No more song. He lost his voice from the moment he got what we take such trouble to gain. Sleep left. Instead his home was host to worries, to suspicions, to false alarms. All day he kept a watchful eye and at night if a cat made a noise, the creature was taking his money.

In the end the poor shoemaker ran back to the man he no longer woke with his singing.

He said: Give me back my song and my sleep. And take back your hundred dollars.

Since the 60s, instead of the love song of psychedelics, big pharma has tuned out multiple generations on any number of drugs that dull and pacify the senses: From opioids for pain, through the panoply of sleep and anti-anxiety meds, and onto an apparent epidemic of inattentive, high-energy boys. Classic boy behavior since the dawn of civilization is now proscribed with prescriptions.

The drugs we have chosen not only to legalize, but also to promote far and wide, are the same drugs that ensure our acceptance and passivity in the face of the greatest addiction of them all—our addiction to excess. More money than ever flows through our society. Yet the income gap is wider than ever. And the potential to hit escape velocity and transcend the economic circumstances of our upbringing is lower than ever. Where’s the love in that?

We think we can buy ourselves onto the throne of a fulfilled life. That fulfilled means “full of stuff”, in particular stuff that other people don’t have. Yet we know in our hearts, if we are willing to listen to them, that fulfillment is not available in any store, online or offline. Why do we even want to sit on a throne? It’s so restrictive. No one sings love songs on a throne. That would be against protocol.

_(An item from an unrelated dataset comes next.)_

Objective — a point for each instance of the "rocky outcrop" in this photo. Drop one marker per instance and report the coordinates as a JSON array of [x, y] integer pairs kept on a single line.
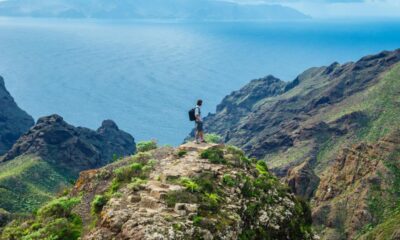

“Freedom is not something that anybody can be given. Freedom is something people take and people are as free as they want to be.” James Baldwin (at that 1960 Esquire symposium) was talking about the freedom available to us in our minds, the freedom we have to think and express ourselves personally and politically, even as society tries to commodify liberty.

The most powerful thought and expression of freedom is love.

Everywhere I go now I hear people saying, “love you, love you guys.” Tossing the word off like shaking drops off an umbrella. But love is not easy, nor is freedom. To love is hard generous work. To love is sweaty, uncomfortable, communitarian service. The community is not just our family and friends, not just our neighbors, our co-workers, and the people we pass on the street. The community we serve is as expansive as our minds can stretch.

Everything we consume has a price, and that price usually includes suffering—human, animal and/or environmental. When we put love at the center of all our decisions, then we will consume more mindfully. Scan the supply chain from your morning coffee back to each step in its production and forward to each step in the waste disposal. How can we prevent even an ounce more suffering than yesterday? Less love talk and more love action. The shoemaker knew this a few centuries before the hippies. Give the financier his money back. Unhook from big pharma’s portfolio of sense-dulling meds.

I don’t know if LSD or psilocybin are the answer, but I do know that our society has traded its song for money and we need to figure out how to find our tune again. Pollan shies away from proposing psychedelics as a solution, but he nudges and winks in that direction in his square, nice guy way. Isn’t it at least worth investigating the possibility that there might be a way to induce more genuine love and connection in our world?

With or without psychedelics, Pollan’s book and the people he interviews remind us   that the way we live in our society right now is not the only way of being. Not by a long shot.

Let us stop trading the love of our song for money. Can we join together to be more mindful of how we love? How far and wide can we stretch our love?